Sarashina2.2-TTS represents a significant advancement in addressing a persistent gap in speech synthesis research—the underexploration of non-English, non-Chinese languages with complex linguistic features. Japanese presents unique challenges due to widespread context-dependent kanji polyphony, where the same character can have multiple pronunciations depending on context. This system tackles the problem through two complementary approaches: substantial data scaling with balanced Japanese-English training, and a systematic augmentation pipeline covering all 2,136 Joyo kanji and their 4,378 possible readings.

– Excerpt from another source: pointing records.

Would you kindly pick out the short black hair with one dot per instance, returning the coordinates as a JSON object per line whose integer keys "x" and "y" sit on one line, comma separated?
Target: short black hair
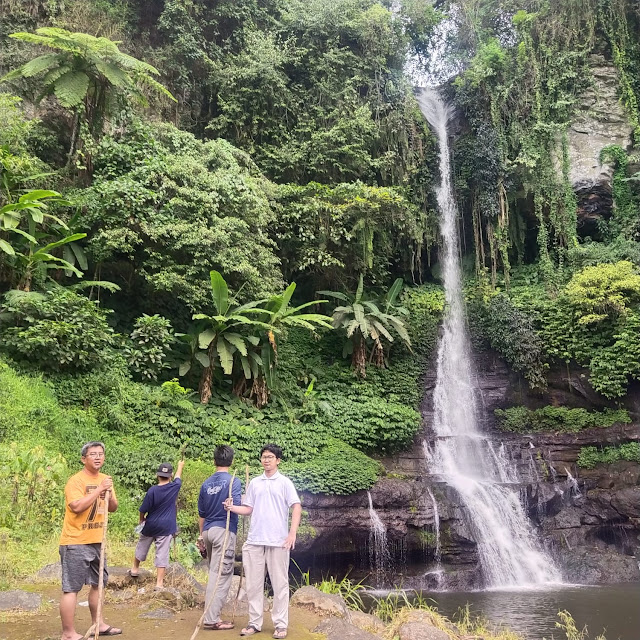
{"x": 223, "y": 455}
{"x": 272, "y": 448}
{"x": 91, "y": 445}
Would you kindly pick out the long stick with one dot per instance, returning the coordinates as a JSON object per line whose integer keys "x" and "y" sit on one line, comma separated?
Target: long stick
{"x": 235, "y": 602}
{"x": 224, "y": 548}
{"x": 95, "y": 628}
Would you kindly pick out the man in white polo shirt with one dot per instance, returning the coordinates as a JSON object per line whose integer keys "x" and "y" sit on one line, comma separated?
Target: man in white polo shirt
{"x": 268, "y": 500}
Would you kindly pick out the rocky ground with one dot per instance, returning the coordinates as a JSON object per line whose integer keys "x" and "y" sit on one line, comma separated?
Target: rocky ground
{"x": 31, "y": 613}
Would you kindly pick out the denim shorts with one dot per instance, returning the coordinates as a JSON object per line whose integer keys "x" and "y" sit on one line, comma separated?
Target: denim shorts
{"x": 80, "y": 566}
{"x": 163, "y": 545}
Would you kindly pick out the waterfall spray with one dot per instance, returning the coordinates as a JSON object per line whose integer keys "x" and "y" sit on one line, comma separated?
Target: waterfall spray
{"x": 461, "y": 455}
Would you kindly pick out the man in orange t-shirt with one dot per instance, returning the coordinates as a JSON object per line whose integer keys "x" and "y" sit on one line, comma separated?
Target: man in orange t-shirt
{"x": 84, "y": 496}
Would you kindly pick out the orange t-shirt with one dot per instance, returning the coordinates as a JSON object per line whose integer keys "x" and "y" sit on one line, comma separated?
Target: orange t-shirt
{"x": 85, "y": 527}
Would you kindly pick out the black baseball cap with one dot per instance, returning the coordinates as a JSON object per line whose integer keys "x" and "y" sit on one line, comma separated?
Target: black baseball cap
{"x": 165, "y": 470}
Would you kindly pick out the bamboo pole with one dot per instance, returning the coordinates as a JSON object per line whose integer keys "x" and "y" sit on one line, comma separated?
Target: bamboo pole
{"x": 235, "y": 602}
{"x": 95, "y": 628}
{"x": 224, "y": 548}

The development reflects broader industry recognition that high-quality LLM-TTS systems require language-specific optimization rather than one-size-fits-all approaches. The introduction of the Joyo Kanji Yomi Benchmark and Kana-CER evaluation metric addresses critical gaps in Japanese speech evaluation methodology, enabling more precise measurement of pronunciation correctness by comparing synthesized speech in kana space rather than orthographic representations.
For the AI and speech synthesis industry, this work has practical implications for Japanese content creators, localization specialists, and developers building multilingual applications. The cross-lingual robustness finding—that the system maintains stable Japanese pronunciation regardless of input language—is particularly valuable for global applications serving mixed-language environments. The open-source release amplifies impact by providing researchers with benchmark datasets and reproducible methodology.
Looking forward, the success of this targeted approach suggests that other underexplored languages with complex linguistic features could benefit from similar data-centric strategies combined with language-specific evaluation frameworks. The research establishes a template for addressing polyphony and pronunciation challenges in non-Latin scripts.
- →Sarashina2.2-TTS achieves state-of-the-art Japanese kanji pronunciation accuracy through 361k hours of scaled training and targeted data augmentation covering all 2,136 Joyo kanji.
- →The new Joyo Kanji Yomi Benchmark and Kana-CER metric enable precise evaluation of Japanese pronunciation by comparing speech in kana space rather than orthographic forms.
- →Balanced Japanese-English training improves cross-lingual robustness, making it the only tested system that maintains stable Japanese pronunciation regardless of prompt language.
- →The system achieves highest speaker similarity in zero-shot Japanese speech synthesis while matching top baselines on general sentence-level pronunciation.
- →Open-source release provides researchers with benchmark datasets and reproducible methodology for addressing polyphony challenges in non-Latin scripts.